Mr. Malpass is the Chief International Economist for Bear Stearns.
January 17, 2002, 8:00 a.m.

 
everal parts of the U.S. and world economy are already recovering, while others are still sinking. The global recession developed piece-by-piece over the last two years, and the recovery will build gradually, as well.

A serial recovery makes sense, given the debt and price shocks that are still rippling through the economy in response to the dollar’s massive strength in the late 1990s. In some sectors, prices adjusted downward early (for example, commodity-related sectors, technology, and then manufacturing). In each of these areas, much of the excess debt and overcapacity may have already been identified and rationalized, allowing a sequential recovery there.

However, where prices are sticky or have only recently fallen, debt problems will still be discovered and corporate-earnings expectations will have to be reduced from current levels as the downward pressure on prices becomes apparent.

Keep in mind that this recession is of a different character from previous ones. The expansion of the late 1990s was built on dollar strength, low inflation, heavy investment, and very strong corporate-earnings growth. The strength in consumption in the 1990s reflected the growth in personal income and jobs in the economy — not a wealth effect. As a result, this recovery looks like it will be characterized by a lack of corporate-pricing power, continued debt and credit problems, weak consumption, very low inflation, and much weaker nominal GDP growth than historical norms.

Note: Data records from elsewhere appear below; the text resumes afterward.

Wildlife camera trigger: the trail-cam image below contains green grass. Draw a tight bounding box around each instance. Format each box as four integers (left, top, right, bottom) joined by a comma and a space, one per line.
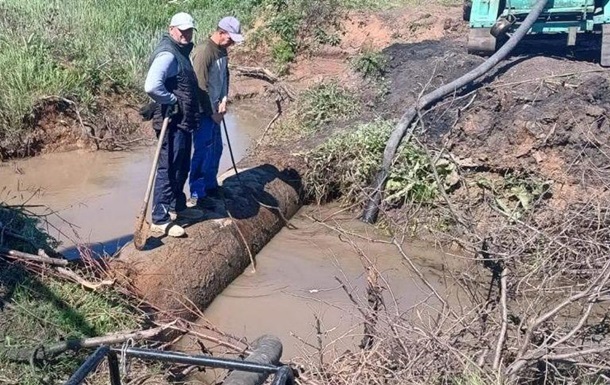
0, 266, 139, 384
303, 120, 455, 205
0, 0, 260, 144
297, 82, 360, 132
0, 203, 141, 385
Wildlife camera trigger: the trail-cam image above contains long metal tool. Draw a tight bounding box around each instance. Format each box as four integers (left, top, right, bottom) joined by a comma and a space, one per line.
133, 116, 169, 250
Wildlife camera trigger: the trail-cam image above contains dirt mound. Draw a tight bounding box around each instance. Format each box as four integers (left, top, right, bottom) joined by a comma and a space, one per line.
383, 40, 483, 116
384, 40, 610, 188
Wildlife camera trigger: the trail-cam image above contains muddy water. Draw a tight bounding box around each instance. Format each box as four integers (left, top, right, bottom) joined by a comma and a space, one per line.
0, 111, 264, 257
179, 206, 446, 383
0, 106, 444, 380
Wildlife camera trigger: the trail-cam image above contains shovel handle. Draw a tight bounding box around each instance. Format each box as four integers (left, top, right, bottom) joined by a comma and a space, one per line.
142, 116, 169, 213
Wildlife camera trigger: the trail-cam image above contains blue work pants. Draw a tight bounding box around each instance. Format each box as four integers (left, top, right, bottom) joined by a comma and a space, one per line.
152, 123, 192, 225
189, 117, 222, 198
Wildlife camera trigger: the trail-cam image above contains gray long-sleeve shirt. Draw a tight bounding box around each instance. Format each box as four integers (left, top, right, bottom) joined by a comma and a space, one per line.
144, 51, 178, 104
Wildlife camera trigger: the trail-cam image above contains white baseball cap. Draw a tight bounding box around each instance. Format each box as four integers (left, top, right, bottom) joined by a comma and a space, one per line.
169, 12, 197, 31
218, 16, 244, 43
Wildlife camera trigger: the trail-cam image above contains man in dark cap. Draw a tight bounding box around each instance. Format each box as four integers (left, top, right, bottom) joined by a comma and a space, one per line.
189, 16, 244, 205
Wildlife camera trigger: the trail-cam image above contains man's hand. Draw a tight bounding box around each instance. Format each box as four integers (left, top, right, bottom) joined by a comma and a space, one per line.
165, 100, 180, 118
212, 112, 225, 124
218, 96, 227, 115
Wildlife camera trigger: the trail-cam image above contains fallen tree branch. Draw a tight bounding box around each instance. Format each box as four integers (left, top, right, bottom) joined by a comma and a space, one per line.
0, 247, 70, 267
362, 0, 548, 223
55, 267, 116, 291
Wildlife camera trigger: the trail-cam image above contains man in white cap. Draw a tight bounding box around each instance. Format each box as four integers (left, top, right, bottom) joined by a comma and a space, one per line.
189, 16, 244, 205
144, 12, 203, 237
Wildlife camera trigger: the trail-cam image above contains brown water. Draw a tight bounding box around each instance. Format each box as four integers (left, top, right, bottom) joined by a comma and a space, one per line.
0, 108, 445, 379
179, 206, 446, 383
0, 111, 264, 257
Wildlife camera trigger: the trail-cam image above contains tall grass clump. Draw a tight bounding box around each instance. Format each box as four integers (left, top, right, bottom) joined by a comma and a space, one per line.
297, 82, 360, 131
0, 0, 260, 146
252, 0, 349, 73
304, 120, 455, 205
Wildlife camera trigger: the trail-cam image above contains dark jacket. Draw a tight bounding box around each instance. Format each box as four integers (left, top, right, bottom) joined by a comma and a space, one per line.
150, 35, 199, 132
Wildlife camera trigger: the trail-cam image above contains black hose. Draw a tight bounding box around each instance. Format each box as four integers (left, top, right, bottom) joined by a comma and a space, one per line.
361, 0, 548, 223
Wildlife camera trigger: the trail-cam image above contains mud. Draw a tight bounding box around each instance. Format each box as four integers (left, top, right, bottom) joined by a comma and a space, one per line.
376, 35, 610, 189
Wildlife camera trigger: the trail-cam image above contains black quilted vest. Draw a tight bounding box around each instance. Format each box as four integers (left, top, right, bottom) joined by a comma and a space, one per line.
150, 35, 199, 132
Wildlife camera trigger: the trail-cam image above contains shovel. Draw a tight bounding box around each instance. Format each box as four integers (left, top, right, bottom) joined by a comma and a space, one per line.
133, 116, 169, 250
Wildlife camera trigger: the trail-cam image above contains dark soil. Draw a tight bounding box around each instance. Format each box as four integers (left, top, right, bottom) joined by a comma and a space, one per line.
376, 36, 610, 189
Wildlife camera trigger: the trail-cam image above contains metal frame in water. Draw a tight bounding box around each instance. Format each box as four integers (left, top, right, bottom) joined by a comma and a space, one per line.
65, 346, 295, 385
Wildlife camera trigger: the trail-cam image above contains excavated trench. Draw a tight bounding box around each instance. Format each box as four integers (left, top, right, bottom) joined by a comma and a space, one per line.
0, 102, 452, 364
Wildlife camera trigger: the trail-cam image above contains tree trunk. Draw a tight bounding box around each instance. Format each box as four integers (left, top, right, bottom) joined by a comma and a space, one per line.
111, 160, 302, 319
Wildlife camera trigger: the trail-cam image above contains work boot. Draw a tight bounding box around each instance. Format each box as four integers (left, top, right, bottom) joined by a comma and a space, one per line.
169, 207, 203, 221
150, 222, 186, 238
205, 186, 224, 198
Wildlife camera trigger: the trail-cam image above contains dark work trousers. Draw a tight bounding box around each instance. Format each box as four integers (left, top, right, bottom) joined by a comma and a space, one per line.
152, 123, 192, 225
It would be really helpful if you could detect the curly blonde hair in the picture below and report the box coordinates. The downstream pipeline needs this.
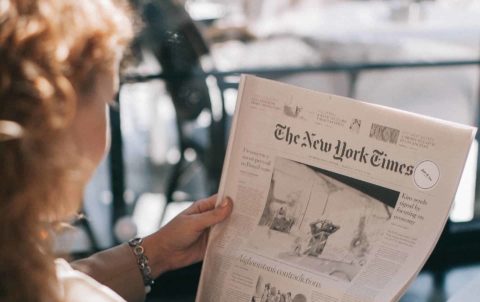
[0,0,133,301]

One of the sticky areas (resistant to price declines) of the U.S. economy has been personal income. It held up unusually well into the recession, and has only recently begun weakening. Where the U.S. consumer was resilient leading into the recession, consumption will lag in the recovery. This will temper the expected inventory-rebuilding process.

Another sticky area of the U.S. economy has been housing. Square footage per person has reached record levels, and prices stayed remarkably strong into the recession. Note the sharp decline in November’s median price for new houses, and expect residential investment to be one of the weak spots in the recovery.

As for corporate earnings, they are measured in nominal terms. Given the poor outlook for world nominal dollar GDP, corporate earnings will be relatively weak in 2002. Using this measure in 1997 and 2000, one could anticipate weak corporate earnings growth in 1998 and 2001, respectively.

The net result — as I've said before — is a bowl-shaped recovery, not a V. We'll climb out of this the same way we climed into it: piece by piece.